Republicans controlled all three branches of government for most of the decade, including the critical years that saw a peak in the issuance of sub-prime mortgages. (If the Evil Democrats (TM) were so effective that they were able to run the government during those years, maybe they really should be elected, if only to replace the staggering ineffectiveness of the Republican majorities.)
CDOs peaked in 2006.
According to the Securities Industry and Financial Markets Association, aggregate global CDO issuance totaled US$ 157 billion in 2004, US$ 272 billion in 2005, US$ 552 billion in 2006 and US$ 503 billion in 2007.
Not that it's relevant, since this is something that would be regulated by the administration in power, not the Congress.

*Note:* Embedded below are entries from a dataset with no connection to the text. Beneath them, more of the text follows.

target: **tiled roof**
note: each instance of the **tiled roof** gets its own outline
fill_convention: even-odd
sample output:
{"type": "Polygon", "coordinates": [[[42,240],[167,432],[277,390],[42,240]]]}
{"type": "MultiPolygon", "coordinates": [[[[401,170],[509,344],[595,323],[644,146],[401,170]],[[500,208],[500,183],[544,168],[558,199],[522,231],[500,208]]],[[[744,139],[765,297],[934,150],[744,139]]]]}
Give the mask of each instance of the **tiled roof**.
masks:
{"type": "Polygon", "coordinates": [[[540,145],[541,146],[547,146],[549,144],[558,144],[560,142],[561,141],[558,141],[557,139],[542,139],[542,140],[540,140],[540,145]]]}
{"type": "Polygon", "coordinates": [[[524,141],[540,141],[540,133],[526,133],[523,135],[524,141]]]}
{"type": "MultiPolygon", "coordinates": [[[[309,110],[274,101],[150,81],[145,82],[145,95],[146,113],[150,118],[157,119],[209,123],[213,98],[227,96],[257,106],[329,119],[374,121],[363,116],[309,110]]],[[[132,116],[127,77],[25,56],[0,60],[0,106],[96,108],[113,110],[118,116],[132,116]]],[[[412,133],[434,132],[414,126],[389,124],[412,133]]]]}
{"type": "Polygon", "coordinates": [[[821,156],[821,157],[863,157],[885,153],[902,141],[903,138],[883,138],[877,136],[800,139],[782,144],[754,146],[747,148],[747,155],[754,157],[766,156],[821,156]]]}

The Republican argument hinges on the idea that Pelosi and Reid were able to affect the rates of mortgage writing immediately upon taking power (even before passing any major relevant legislation), but that the Republican administration was helpless to stop them.
If the Republicans are such a bunch of feebs, why would I vote for them?
The truth is that both parties bear a portion of the blame for the crisis.
While the focus of the mainstream media has been on CDOs, the role of CDSs has been underreported.
Credit default swaps sit at the center of this whole mess. There are several times the level of outstanding debt contained in what amount to little more than casino-style bets. While these have existed in the past, they really came into vogue during the last decade.
Here's a reading assignment for the masochistically inclined:
Ok, I'll take mercy on you. The bottom line is that these are a way for investors to get insurance via an investment vehicle. Why don't they call it insurance? Because then it would fall under a number of state-level regulations, since insurance is regulated by the states. Among other things, insurers are required to prove that they have enough cash reserves to pay any reasonably expected number of claims.
So all the investment banks "share" risk by selling each other insurance. Now what happens if you have a systematic failure, where everyone needs to file a claim on their insurance?
Lousy shame that nobody managed to ask that question when they were designing their risk models...
So why didn't the regulators realize that insurance was being sold in a relatively unregulated environment? I'll leave that one as an exercise for the reader...
Here's a much better explainer:
Some key sections that should really tick you off:
As with reclamation of strip mines, the insurance companies will file for bankruptcy. Government, via a $700 billion emergency rescue plan, will step up to the plate. The costs will be paid by taxpayers who have seen only losses and no gains. Pursuant to a rescue plan that prohibits any and all forms of congressional or judicial oversight or opportunity to object.
Except for reports, to be filed twice yearly. Something akin to the fox being required to periodically report how many chickens he stole from the hen house, without being required to return any of the stolen chickens. And who will keep this count? The fox.
The inevitable bankruptcy of A.I.G? What other option exists for a company with a market value of $12 billion and liabilities of about $450 billion on credit default swaps written to hedge funds, many of which are headquartered offshore and thus pay no taxes in the United States. For this, the government is paying $85 billion in taxpayer's money. In return, the government, meaning the taxpayers, will be entitled to receive 80 percent of the company's stock. Stock that is all but assured to be totally worthless.
For insurance company executives, financial risks of corporate bankruptcy are all but non-existent. Lehman Brothers is a prime example. On September 15, Lehman filed bankruptcy - the biggest in America's history. Hours before, the New York headquarters was scrambling for cash. Other banks were refusing to provide loans to Lehman. Banks with loans outstanding were demanding immediate repayment. Counter parties to Lehman's credit default swaps were selling out at ten cents on the dollar.
Lehman's response: Hours before the bankruptcy filing, Lehman transferred $2.5 billion from the London office to the American holding company. This money had "accrued as part of group profits from the first nine months of the year" and will be used to pay employee bonuses. As a result, the London office had no funds with which to make the payroll.
Paulson, who steadfastly refuses to consider taking a hard look at A.I.G. and other financial firms. How could these companies, managed by the so-called "best and brightest" guys in the room, have committed such a long and horrendous series of "poor judgments"?
By accident, or sheer incompetence?
Hard to believe, given that everyone in the room knew millions of explosive mortgages were being written to families without sufficient income, or in some cases no documentation of any income at all, based on fraudulent appraisals and supported by fraudulent AAA ratings.
Given the size and blatant nature of the disaster, accident and incompetence excuses simply don't fly. Something more was involved. That something is the number and size of vultures who bet on and stand to gain from the disaster, and how much they stand to gain. Too many people owning fire insurance on my neighbor's valuable house.
Even though I agree with almost all of the above, I don't see that we had any choice but to do the bailout. In my opinion, Barney Franks had it right: Once Paulson had announced that a depression would ensue without the bailout, his pronouncement became a self-fulfilling prophecy.
Basically, I agree with his analysis that our economy has been kidnapped and is being held for ransom. Unlike him, I think we have to pay off the kidnapper.